L’arrivée de Luis Enrique sur le banc laisse entrevoir un changement radical dans la façon de manager. Plus proche de van Gaal que de Guardiola, l’Asturien est déjà dans l’optique de renouveler sensiblement un club sclérosé depuis deux saisons.

« Cette saison, il y aura une compétition féroce. » C’est par ces mots –simples- que Luis Enrique, lors de la dernière conférence de presse de l’avant-saison, a décrit ce qui s’apprête à être sa première saison comme entraîneur du FC Barcelone. Celui que Joan Maria Bartomeu a qualifié de « recrue la plus importante de la saison » est, véritablement, l’inconnue d’un Barça en quête de renouveau plus que de rachat. Ce dimanche, sur les coups de 21h, lorsque la saison catalane sera lancée, l’Asturien sait, pourtant, qu’il sera déjà sur la sellette.

Choix de Zubizaretta la saison passée après le retrait de Tito Vilanova, l’ancien numéro 21 blaugrana avait vu, finalement, Tata Martino lui ravir le poste dans la dernière ligne droite. A l’époque, « Lucho » comme il est surnommé venait de s’engager avec le Celta Vigo après une expérience mitigée à l’AS Roma où, dit-on, sa relation avec Francesco Totti avait vite fait d’entériner son espérance de vie en Italie.

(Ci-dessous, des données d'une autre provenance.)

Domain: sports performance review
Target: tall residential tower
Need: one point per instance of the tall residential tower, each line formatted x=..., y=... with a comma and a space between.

A l’époque aussi, on avançait que personne n’était dupe : au moindre coup de fil venu de Barcelone, il n’hésiterait pas une seconde.

C’est finalement au printemps dernier que son arrivée en Catalogne s’est dessinée. Tata Martino ne parvenant pas à donner un second souffle à l’équipe, après une première partie de saison néanmoins réussie, la candidature de Luis Enrique a rapidement gagné en poids. Il arrive après une saison quasi-vierge de titres, et prend la tête d’une équipe profondément remaniée. On n’avait pas connu pareil changement de vestiaire depuis l’été 2008 et l’arrivée d’un certain Pep Guardiola. L’augure est bon.

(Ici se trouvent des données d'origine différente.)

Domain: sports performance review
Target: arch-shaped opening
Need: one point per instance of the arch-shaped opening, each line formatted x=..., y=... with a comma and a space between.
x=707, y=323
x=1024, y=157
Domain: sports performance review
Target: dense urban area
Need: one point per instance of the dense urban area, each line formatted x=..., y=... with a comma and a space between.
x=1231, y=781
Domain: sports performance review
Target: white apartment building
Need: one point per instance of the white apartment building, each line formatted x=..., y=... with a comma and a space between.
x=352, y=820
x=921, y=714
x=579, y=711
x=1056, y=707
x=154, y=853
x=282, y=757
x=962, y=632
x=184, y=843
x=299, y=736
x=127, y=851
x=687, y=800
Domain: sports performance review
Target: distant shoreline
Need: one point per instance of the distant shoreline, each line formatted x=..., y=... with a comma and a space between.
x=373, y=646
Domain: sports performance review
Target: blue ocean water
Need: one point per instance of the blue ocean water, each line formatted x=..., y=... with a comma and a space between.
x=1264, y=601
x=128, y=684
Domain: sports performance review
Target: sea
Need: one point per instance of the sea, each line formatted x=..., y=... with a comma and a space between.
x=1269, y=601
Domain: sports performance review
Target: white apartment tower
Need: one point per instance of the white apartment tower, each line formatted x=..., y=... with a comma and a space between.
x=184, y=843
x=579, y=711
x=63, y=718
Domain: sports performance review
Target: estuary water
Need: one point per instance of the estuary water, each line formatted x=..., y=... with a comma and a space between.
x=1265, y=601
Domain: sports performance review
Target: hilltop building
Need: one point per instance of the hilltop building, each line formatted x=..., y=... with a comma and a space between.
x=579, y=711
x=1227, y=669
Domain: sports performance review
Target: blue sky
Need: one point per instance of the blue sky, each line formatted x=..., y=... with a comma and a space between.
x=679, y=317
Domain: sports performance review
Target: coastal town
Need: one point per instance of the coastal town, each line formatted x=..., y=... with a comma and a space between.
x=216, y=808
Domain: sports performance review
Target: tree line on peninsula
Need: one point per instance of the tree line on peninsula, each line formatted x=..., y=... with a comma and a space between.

Pourtant, rien ne semble lier les deux hommes dans leur manière de coacher, à part peut-être un gout pour le travail bien fait. Luis Enrique arrive à la Ciutat Esportiva tous les matins à 7h, une heure avant ses collaborateurs. Il n’y aura aucun écart de comportement toléré, et certains cadres ont déjà –justement- été recadrés concernant leur attitude de la saison dernière. Une manière de dire que, même depuis Vigo, Luis Enrique a suivi la chronique des vestiaires du Camp Nou. Pour le reste, si les principes de jeu sont comparables, le Barça de Lucho ne sera pas celui de Pep.

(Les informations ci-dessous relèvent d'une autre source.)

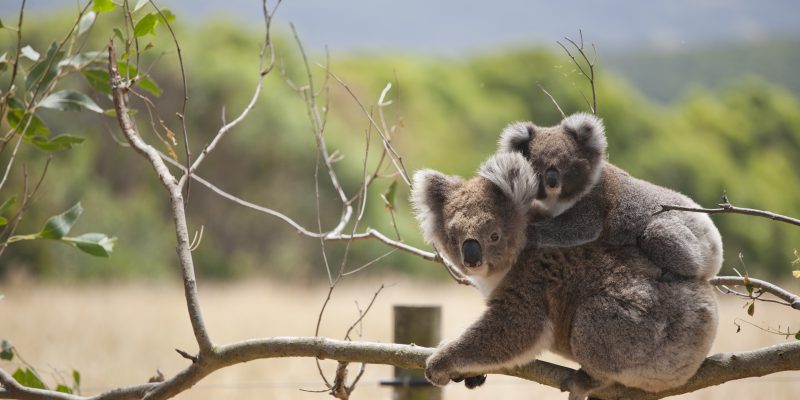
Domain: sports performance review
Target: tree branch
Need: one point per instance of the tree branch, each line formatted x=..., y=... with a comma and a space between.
x=792, y=299
x=716, y=369
x=728, y=208
x=118, y=89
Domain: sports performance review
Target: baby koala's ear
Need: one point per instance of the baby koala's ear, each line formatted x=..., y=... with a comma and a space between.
x=428, y=195
x=512, y=173
x=516, y=137
x=587, y=130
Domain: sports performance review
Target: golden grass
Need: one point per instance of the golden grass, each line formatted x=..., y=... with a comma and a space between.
x=121, y=334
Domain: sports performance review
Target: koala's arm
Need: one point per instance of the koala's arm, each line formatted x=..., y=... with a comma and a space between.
x=583, y=223
x=511, y=332
x=673, y=246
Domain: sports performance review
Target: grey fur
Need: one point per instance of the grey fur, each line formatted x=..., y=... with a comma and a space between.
x=600, y=201
x=605, y=307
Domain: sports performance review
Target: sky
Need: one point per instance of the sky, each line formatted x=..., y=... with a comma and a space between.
x=454, y=27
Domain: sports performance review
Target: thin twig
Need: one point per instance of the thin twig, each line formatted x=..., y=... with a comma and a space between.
x=560, y=111
x=792, y=299
x=727, y=208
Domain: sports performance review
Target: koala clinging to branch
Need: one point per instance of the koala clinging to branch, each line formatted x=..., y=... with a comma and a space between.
x=581, y=197
x=604, y=307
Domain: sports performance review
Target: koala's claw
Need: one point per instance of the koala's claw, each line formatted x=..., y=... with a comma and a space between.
x=474, y=381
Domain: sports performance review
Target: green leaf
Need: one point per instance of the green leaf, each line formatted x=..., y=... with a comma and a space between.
x=16, y=117
x=3, y=62
x=146, y=26
x=140, y=4
x=98, y=79
x=63, y=389
x=6, y=350
x=70, y=100
x=30, y=53
x=103, y=6
x=76, y=378
x=96, y=244
x=150, y=86
x=86, y=22
x=7, y=204
x=29, y=378
x=58, y=143
x=58, y=226
x=44, y=71
x=168, y=15
x=389, y=195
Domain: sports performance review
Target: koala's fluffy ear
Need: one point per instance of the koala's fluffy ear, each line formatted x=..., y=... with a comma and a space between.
x=512, y=173
x=588, y=131
x=428, y=196
x=516, y=137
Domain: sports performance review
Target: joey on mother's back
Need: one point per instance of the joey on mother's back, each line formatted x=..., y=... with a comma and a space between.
x=581, y=197
x=604, y=307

Pourquoi donc ? Simplement car Luis Enrique n’accepte pas de modèle. Ce fut le cas à la Roma, club trop marqué dans ses principes pour lui. Au Barça, pourtant, il sait qu’il ne pourra pas changer le dogme. Il s’est donc attaché à changer la seule chose qu’il pouvait changer : les acteurs. Pour la première fois depuis belle lurette, le Barça a recruté un défenseur central, poussant même la provocation à en recruter un deuxième dans la foulée (Mathieu, Vermaelen). Il s’est aussi décidé à donner les clés de son jeu à un joueur non-formé à la Masia (Rakitic). Enfin, il s’est offert une nouvelle star à prix d’or, pourtant en plein dans la tourmente après un coup de dent puni à coup de hache (Suarez). Les changements sont donc abrupts, brutaux, pas encore radicaux mais pour le moins orientés. Nouveau Barça ? Nouvelle donne.